Although (like all friendlies) this game is ultimately rather meaningless, it was interesting to see this match simply to find out what formation and personnel changes GT could come up with. We played a 3-5-2 formation, with Chamberlain in goal; Page, Palmer and Mooney in the back three (yes, Tommy Mooney, the same player we originally signed as a striker and who spent most of last season in midfield); and Slater, Easton and new signing Micah Hyde in the centre of the park. New signing Peter Kennedy was left wing-back and triallist Lars Melvang was on the right. Newbie Jason Lee was partnered by oldie (seems a bit silly saying that about a seventeen year old) Gifton Noel-Williams.

Like I said, the game had no competitive value so it's just for the record that we were two down in half an hour thanks to headed goals by Dean Holdsworth from a combined total of about two yards out. We pulled one back in the second half from The Gift, side-footing home from the right-hand edge of the six yard box after some good work by Peter Kennedy, while The Gift and Jason Lee had a goal each ruled out for offside or somesuch triviality. Wimbledon sealed things late on with a lovely chip from Robbie Earle.

Although a 3-1 defeat sounds pretty heavy, the game was never that bad. Encouragingly, we showed promise going forward. Micah Hyde ran and ran, popping up with a vital tackle here and a crucial pass there, a sort of more attack-minded version of Johnno. It'll be interesting to see how Hyde fits in with Richard Flash, who seems to be a similar sort of midfielder. Flash himself was apparently rested after playing in all the other friendlies.

Jason Lee seems very much to be the player that we've missed since selling Paul Furlong. Even against Premiership opposition he was winning headers and flick-ons, holding the ball up and passing it intelligently, and physically he gave as good as he got. In many, many respects he's the player that we had all hoped Devon White would be. Partnering The Gift seemed a bit odd to me, if only because normally you'd expect to partner a Big Number Nine with some sort of short-arsed psychopath who never stops running which, for all The Gift's qualities, he is not. But it looked like it could work quite well.

Both the wing-backs were new and both, I thought, were excellent. Kennedy on the left is a young Irish lad we bought from Notts County - like Melvang, the triallist on the right, he seemed to run and run even in the heat, getting forward, providing options and delivering quality crosses. Sometimes he was a little out positionally - I suspect that is more to do with his origins as a winger than any major lack of ability.
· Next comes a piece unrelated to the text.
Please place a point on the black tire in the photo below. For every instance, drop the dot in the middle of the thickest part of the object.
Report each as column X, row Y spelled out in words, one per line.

Hopefully Melvang will also be taken on - let's be honest, Gibbsy is never going to be an all-action right wing-back and, even if we only had Melvang for a short while before he was snapped up by some Big Club, he would still make (in my view) a telling contribution.

Attacking-wise, I haven't felt so optimistic in years and years; however, I'm not so sure defensively. Chamberlain does not impress me. He can stop shots but when it comes to dealing with crosses or organising the defence, I have grave reservations. Chris Day, on the other hand, I've heard only good about and it'll be interesting to see which of the two gets the nod for most of the season.
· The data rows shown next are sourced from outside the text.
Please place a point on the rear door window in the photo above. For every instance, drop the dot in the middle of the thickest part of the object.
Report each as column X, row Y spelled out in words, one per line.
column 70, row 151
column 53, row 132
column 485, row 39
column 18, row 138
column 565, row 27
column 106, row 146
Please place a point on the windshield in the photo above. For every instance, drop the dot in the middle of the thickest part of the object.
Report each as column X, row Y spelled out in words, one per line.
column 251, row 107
I also don't like Mooney in the back three, as I don't think he's tall enough or positionally aware enough. He's not the best tackler in the world either. However, everyone else who could play in a three-man defence, like Page, Millen, Palmer, Ward or Gibbs, is right-footed so perhaps it's Mooney's left foot that has given him a place in the starting eleven and not because GT necessarily thinks he's much good (remember, he did once pick Keith Curle to play at right-back for England).

Despite my defensive queries, I'm feeling optimistic about the season ahead, certainly more optimistic than last year and more optimistic than I have been for some years. We have new owners committed to the club; a re-shuffled management team already well-versed with the team and its weaknesses; and some new players who will hopefully be hungry and good enough to get us out of this division automatically.